Culture medium collected from SCp2 cells at 1, 3, 6 and 12 h after ET treatment was analyzed for inflammatory cytokine secretion using RayBio Mouse cytokine Antibody Array I (Fig, 9A & 9B). Of the 22 cytokines assayed, only IL-6 (Figure 9C) and granulocyte colony stimulating factor (GCSF) (Figure 9D) increased significantly starting at 3 h post-ET treatment and remained elevated up to 12 h post-ET. Though RANTES appeared to increase slowly starting at 6 h and peaked at 12 h post-ET (Figure 9A) the differences were not statistically significant.

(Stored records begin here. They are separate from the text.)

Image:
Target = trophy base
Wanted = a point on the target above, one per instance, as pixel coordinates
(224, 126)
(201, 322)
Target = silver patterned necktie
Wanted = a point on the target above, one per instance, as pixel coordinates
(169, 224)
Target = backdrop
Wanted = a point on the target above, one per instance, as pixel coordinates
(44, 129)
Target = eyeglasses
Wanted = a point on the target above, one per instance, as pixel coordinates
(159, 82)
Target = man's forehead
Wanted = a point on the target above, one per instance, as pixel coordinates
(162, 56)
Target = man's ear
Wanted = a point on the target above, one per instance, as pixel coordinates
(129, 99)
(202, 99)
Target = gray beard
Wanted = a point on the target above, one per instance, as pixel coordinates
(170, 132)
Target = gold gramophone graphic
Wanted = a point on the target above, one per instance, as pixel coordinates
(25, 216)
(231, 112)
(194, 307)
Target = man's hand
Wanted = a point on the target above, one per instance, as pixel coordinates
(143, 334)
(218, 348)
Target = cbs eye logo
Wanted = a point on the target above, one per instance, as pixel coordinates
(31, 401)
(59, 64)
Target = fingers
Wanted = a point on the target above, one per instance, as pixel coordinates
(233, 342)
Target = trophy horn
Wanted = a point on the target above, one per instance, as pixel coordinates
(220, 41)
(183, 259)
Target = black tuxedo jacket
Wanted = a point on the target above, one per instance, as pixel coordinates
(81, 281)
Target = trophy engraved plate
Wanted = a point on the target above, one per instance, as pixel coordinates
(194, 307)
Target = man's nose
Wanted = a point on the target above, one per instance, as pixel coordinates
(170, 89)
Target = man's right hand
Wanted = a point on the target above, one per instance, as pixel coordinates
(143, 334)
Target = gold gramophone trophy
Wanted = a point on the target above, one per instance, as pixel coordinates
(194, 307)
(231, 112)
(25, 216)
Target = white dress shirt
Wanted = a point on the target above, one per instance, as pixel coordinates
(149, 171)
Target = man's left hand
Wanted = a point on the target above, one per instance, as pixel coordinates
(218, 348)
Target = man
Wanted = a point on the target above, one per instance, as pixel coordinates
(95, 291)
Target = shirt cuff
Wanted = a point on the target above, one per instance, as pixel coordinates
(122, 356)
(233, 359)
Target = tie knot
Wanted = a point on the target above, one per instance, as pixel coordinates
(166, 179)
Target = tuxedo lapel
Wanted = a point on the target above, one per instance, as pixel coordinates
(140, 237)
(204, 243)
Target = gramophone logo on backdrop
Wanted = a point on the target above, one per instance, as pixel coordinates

thumbnailFigure 9. Mouse cytokine protein array of SCp2 cells following treatment with ET. Subconfluent SCp2 cells were treated with ET (0 or 10 μg/ml) in 1% FBS DM for 1, 3, 6, and 12 h, and medium collected at each time point was assayed for different inflammatory cytokines (A) by the RayBio Mouse Cytokine Antibody Array I. (B) Layout of the mouse cytokine protein array on the membrane. Abbreviations POS = positive control, NEG = negative control. GCSF = granulocyte colony stimulating factor, GM-CSF = granulocyte macrophage colony stimulating factor, IL = interleukin, IFN-γ = interferon gamma, MCP = monocyte chemotactic protein, RANTES = regulated on activation, normal T expressed and secreted, SCF = stem cell factor, sTNFR = soluble tumor necrosis factor α receptor, TNFα = tumor necrosis factor alpha, VEGF-vascular endothelial growth factor. Densitometric analysis of (C) IL-6 and (D) GCSF proteins secreted in response to ET at different time points was calculated using NIH Image J program. Error bars denote the standard deviation (SD) between duplicate of a representative dot blot.

Discussion

Epithelial cells are important in initiating an innate immune response against external pathogens in tissues such as lung, intestine and mammary gland [1]. Receptors to external pathogens, NFκB activation [1], and cytokine secretion together with production of reactive oxygen and nitrogen species production are critical for local elimination of the pathogen independent of immune cells as well as for activation and recruitment of immune cells to the site of infection [23].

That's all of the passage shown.